Rudolph the Red-Nosed Reindeer
In 1939, Robert May, a copywriter for Montgomery Ward in Chicago, was asked to write a Christmas story that could be given away to all their customer's children as they visited the store Santa Claus. He started working on the story but found it difficult to concentrate on his writing. His mind kept wandering to his cancer-stricken wife and his four-year-old daughter, Barbara, who did not understand why Mommy could not play and go places with her. He also thought of his own childhood where other children made fun of him because he was tall and thin and the youngest in his class at school. Then he decided to write a story to comfort Barbara and all the other children who felt left out and different from their peers, a story with an unhappy beginning and a triumphant ending with an underdog for the main character.
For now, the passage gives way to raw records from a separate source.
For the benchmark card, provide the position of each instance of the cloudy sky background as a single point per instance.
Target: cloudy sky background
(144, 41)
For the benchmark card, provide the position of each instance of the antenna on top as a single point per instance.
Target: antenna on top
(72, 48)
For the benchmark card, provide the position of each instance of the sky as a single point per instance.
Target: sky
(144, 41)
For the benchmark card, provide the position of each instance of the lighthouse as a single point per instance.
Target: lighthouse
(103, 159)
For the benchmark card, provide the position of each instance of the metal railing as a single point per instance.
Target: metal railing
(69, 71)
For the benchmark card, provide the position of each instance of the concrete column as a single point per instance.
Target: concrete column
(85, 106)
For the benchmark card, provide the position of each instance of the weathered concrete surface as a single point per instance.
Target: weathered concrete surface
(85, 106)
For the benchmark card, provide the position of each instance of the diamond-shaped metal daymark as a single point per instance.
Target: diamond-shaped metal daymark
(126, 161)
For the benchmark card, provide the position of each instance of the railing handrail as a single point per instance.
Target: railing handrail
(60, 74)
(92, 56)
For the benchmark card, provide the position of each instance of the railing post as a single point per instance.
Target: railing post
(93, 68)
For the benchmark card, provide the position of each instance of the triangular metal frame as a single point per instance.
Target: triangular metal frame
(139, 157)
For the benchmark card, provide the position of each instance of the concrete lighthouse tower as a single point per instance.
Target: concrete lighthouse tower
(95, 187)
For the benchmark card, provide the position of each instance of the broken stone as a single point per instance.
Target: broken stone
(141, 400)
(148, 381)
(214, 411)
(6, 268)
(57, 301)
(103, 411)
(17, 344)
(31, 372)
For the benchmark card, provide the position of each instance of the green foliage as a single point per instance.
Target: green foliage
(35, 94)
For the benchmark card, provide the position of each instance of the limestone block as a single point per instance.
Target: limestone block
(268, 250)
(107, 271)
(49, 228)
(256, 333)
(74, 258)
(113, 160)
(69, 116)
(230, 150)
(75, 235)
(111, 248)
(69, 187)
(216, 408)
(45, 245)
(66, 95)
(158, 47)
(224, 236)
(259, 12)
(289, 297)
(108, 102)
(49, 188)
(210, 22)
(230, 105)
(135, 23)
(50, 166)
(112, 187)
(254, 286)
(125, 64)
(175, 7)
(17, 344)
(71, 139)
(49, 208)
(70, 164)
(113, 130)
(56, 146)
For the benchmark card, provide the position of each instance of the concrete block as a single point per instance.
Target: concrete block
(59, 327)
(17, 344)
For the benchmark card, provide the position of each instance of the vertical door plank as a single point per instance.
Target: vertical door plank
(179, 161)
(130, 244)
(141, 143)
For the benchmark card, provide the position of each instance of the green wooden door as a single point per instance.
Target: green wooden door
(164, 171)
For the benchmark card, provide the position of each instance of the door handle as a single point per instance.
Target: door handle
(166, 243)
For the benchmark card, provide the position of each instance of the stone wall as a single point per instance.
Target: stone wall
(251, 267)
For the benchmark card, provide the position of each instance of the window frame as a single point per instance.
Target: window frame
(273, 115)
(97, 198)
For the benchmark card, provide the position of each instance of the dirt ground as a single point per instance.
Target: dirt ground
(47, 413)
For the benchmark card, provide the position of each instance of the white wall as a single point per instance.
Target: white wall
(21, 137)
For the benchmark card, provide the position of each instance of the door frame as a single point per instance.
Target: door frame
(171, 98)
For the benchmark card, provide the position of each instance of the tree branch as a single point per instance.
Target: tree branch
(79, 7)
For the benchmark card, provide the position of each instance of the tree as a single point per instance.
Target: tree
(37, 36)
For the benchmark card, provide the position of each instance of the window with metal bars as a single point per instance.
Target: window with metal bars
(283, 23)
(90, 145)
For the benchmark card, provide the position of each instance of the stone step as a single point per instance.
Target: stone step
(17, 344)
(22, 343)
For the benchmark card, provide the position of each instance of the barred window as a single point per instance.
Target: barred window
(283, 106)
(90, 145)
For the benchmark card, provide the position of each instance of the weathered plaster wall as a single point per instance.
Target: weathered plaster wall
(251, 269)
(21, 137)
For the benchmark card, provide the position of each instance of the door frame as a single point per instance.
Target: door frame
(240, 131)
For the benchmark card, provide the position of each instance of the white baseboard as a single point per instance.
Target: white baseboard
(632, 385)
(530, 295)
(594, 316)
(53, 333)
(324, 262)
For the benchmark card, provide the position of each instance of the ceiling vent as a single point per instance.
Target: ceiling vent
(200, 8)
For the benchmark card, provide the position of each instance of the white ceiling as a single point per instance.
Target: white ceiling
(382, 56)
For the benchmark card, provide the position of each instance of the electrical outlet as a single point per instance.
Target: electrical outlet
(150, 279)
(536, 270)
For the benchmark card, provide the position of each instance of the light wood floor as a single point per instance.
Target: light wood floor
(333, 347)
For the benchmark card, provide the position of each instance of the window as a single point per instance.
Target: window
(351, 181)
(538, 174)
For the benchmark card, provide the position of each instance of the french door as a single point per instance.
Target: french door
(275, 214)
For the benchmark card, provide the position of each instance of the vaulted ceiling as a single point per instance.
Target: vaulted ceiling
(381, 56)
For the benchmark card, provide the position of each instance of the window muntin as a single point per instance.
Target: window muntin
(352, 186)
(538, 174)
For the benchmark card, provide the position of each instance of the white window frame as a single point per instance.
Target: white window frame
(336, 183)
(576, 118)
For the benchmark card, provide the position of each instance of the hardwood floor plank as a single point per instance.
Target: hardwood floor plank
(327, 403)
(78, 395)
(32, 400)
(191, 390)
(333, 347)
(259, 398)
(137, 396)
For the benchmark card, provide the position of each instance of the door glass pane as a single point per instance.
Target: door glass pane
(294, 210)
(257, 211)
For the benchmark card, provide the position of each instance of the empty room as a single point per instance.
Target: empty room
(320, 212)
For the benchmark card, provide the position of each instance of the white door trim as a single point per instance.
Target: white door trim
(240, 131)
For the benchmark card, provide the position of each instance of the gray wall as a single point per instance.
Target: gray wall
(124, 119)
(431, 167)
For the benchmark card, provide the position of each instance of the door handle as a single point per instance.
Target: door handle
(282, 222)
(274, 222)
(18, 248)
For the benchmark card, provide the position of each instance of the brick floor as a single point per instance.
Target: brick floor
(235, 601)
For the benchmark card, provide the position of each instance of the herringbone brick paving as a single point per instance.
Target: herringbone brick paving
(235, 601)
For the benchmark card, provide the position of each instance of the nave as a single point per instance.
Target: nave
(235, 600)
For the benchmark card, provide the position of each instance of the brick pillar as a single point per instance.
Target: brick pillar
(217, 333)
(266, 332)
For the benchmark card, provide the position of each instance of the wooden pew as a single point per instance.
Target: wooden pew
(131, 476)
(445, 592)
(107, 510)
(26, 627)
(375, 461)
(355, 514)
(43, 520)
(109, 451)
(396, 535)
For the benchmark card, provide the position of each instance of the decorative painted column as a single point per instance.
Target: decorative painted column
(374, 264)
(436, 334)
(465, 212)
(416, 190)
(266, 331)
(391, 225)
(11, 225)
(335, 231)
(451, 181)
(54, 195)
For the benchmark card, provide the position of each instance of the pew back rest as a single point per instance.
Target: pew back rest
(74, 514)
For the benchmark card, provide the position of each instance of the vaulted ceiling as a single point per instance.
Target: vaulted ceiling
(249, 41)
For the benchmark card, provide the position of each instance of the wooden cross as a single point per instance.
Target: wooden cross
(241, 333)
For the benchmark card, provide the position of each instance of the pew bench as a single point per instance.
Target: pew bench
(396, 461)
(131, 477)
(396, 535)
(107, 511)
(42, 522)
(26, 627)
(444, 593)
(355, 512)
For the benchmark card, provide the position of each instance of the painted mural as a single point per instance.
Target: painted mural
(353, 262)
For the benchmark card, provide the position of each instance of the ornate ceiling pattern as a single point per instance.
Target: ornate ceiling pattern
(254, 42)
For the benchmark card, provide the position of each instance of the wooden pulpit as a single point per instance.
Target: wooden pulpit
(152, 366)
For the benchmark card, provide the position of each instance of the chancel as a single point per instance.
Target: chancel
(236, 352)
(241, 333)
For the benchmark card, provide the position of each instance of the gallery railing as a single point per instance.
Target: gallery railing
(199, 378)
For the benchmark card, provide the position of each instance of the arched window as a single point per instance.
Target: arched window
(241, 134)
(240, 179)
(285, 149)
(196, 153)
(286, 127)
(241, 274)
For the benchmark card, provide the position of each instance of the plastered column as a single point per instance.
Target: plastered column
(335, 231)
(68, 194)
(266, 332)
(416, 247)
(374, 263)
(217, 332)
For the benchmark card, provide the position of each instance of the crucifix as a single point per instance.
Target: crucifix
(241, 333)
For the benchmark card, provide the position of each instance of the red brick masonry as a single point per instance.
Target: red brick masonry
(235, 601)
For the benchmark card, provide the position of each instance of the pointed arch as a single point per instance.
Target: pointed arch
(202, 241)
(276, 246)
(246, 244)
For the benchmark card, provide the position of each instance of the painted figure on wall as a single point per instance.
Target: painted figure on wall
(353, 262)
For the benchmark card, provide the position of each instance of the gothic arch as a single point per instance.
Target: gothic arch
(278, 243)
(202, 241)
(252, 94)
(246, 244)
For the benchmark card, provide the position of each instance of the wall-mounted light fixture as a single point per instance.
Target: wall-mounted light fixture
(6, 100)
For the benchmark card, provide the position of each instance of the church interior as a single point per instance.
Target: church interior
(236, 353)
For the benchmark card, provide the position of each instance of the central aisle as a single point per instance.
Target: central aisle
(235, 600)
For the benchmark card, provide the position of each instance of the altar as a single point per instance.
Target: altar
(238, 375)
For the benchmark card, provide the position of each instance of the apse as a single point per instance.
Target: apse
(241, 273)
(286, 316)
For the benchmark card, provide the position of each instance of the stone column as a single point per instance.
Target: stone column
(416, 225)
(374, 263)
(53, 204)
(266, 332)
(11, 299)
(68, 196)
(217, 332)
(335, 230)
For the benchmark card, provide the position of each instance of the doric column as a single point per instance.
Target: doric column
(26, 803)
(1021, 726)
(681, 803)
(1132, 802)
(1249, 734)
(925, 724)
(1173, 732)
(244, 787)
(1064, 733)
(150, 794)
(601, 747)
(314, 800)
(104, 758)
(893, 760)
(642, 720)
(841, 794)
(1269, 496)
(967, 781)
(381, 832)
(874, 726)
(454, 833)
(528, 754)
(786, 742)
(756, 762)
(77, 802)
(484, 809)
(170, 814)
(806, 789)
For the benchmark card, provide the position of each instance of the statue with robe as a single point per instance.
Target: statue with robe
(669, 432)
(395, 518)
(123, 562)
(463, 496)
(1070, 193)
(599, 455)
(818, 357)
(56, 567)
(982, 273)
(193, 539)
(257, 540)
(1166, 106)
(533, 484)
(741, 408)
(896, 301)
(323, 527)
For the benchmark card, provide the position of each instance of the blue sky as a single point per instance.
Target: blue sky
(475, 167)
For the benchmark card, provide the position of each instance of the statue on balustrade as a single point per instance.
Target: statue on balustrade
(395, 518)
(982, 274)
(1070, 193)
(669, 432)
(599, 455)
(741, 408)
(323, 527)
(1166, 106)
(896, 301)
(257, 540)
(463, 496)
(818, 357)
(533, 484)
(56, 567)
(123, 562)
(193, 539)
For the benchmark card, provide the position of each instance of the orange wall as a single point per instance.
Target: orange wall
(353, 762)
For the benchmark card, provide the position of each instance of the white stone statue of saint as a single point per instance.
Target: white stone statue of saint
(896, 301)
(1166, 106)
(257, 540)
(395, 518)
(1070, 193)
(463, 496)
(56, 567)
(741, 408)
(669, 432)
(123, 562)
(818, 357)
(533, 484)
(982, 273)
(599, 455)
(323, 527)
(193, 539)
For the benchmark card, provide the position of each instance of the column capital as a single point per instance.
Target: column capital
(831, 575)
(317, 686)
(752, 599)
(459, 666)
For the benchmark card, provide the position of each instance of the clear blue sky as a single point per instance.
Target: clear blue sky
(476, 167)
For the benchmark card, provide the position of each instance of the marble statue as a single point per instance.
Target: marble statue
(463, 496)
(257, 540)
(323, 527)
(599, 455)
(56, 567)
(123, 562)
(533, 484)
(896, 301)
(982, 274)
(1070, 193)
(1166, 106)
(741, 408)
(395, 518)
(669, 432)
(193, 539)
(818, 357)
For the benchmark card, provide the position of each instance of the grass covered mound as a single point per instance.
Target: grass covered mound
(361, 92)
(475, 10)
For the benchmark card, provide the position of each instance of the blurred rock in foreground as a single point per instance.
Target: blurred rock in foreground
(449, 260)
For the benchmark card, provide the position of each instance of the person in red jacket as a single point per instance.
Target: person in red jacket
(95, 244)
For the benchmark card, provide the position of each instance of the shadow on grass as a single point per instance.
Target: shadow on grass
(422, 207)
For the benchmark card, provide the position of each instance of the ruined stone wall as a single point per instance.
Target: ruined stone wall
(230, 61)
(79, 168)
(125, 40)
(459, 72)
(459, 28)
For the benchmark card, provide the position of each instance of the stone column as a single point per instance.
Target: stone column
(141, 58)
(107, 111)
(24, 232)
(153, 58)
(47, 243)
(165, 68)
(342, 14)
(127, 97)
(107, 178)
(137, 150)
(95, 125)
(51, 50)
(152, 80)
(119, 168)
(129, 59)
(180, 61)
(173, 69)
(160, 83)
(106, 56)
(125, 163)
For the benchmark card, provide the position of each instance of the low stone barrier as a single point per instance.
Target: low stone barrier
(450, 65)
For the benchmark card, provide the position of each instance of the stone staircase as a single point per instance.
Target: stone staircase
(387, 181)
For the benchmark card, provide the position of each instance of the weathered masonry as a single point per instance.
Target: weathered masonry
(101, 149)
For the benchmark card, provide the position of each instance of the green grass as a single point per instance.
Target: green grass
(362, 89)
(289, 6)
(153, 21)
Since his boss said the story should be about an animal, Robert thought that there was no better Christmas animal than the reindeer. After all what animal did more to help Santa make his yearly ride, but this reindeer had to be different. Santa would need a reindeer that was strong, fast, and able to fly in terrible weather. Giving him the ability to see in the dark would not make him different from his fellow reindeer so May decided to give him a big red shiny nose to shine in the dark and light the way for Santa.
When the story was finished, May read the story to his little girl and her friends. It began, "Twas the day before Christmas, and all through the hills, the reindeer were playing...enjoying the spills of skating and coasting, and climbing the willows...and hop-scotch and leap-frog (protected by pillows)." They and millions of other children loved the new Christmas story. Over 2 1/2 million copies were given out to the children during the 1939 Christmas season; and after World War II over 3 million more copies were give away.
In 1949, Robert's brother-in-law,Johnny Marks, wrote the song "Rudolph the Red-Nosed Reindeer" based on the story. Gene Autry recorded the song, and by 1950 the song was the most popular Christmas song on the radio. For children of all ages the story of Rudolph still brings a special feeling of good cheer all because Robert May remembered how it felt to be different.